Segundo a proposta, os aparelhos seriam disponibilizados apenas para pessoas que não têm condições financeiras de adquirir um telefone, com prioridade para mulheres de baixa renda e idosos.
O acesso à internet seria realizado por meio de um bônus de dados móveis. A iniciativa tem como objetivo facilitar o acesso a serviços como o Gov.br e a Central da Mulher, uma plataforma que reuniria informações e atendimentos relacionados à saúde, qualificação profissional, crédito, formalização de pequenos negócios e apoio a vítimas de violência.
Daniella Marques, responsável pela elaboração do programa, afirma que a conectividade será uma estrutura essencial na era da inteligência artificial, assim como investimentos em rodovias, ferrovias e energia tiveram papel importante no desenvolvimento econômico no passado.
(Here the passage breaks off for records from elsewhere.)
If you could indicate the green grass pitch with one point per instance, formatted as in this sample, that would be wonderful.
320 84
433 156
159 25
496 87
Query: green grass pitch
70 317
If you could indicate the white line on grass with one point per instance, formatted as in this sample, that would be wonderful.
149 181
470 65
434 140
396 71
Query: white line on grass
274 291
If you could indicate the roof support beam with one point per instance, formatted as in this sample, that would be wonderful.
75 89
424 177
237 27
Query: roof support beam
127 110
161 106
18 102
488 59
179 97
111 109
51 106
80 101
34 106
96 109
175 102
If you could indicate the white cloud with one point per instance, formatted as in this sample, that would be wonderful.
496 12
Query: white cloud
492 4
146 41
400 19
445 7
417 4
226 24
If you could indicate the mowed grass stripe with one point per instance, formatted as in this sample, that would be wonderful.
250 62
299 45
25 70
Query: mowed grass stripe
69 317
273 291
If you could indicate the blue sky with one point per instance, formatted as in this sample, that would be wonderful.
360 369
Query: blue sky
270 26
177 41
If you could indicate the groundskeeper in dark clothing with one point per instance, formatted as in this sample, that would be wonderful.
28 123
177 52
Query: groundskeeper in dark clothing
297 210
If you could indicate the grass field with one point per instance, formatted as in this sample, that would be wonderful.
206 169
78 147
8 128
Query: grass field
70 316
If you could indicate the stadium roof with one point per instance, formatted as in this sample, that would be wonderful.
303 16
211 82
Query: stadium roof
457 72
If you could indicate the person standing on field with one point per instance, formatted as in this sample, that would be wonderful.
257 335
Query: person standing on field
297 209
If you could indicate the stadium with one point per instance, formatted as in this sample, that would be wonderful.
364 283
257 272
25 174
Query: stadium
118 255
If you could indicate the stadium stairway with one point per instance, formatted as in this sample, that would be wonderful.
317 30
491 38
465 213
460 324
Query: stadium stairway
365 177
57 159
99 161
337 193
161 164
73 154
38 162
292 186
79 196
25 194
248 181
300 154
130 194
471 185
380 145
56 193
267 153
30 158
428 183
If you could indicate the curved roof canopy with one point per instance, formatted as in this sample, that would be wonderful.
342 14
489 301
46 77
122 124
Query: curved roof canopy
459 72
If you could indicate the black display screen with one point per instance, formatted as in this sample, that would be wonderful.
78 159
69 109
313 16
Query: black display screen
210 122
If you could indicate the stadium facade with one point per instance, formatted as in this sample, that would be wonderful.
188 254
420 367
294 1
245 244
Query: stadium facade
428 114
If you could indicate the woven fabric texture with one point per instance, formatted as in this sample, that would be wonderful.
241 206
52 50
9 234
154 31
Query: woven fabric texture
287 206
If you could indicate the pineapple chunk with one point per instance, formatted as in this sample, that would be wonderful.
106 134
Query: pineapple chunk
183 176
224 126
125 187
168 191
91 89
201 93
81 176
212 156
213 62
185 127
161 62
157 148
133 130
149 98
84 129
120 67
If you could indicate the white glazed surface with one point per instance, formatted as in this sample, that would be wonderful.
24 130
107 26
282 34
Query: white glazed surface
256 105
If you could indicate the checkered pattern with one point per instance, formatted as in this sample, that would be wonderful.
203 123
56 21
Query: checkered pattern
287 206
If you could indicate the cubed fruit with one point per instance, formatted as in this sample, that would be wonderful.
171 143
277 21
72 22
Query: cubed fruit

Segundo ela, a digitalização dos serviços públicos perde eficiência quando parte da população, especialmente a de baixa renda, não possui acesso à internet para utilizar essas ferramentas.
O financiamento da iniciativa viria principalmente do Fundo de Universalização dos Serviços de Telecomunicações (Fust), que recebe recursos provenientes de uma contribuição de 1% sobre a receita das empresas de telecomunicações. A proposta também prevê a busca por parcerias com operadoras de telefonia.
De acordo com Daniella Marques, o programa não dependeria da criação de novos impostos ou de uma nova fonte de arrecadação. A ideia seria utilizar recursos já existentes e possíveis contrapartidas das empresas para ampliar a inclusão digital.
Flávio Bolsonaro afirmou que a campanha já iniciou conversas com empresas do setor interessadas em participar da iniciativa. Ainda não foram definidos detalhes como o tamanho do pacote de dados, os critérios para receber os aparelhos e a divisão dos custos entre o Fust e as operadoras.
A oferta de internet gratuita já é tratada como uma proposta oficial da pré-campanha. Já a distribuição de celulares continua sendo avaliada e ainda não foi confirmada como parte definitiva do programa.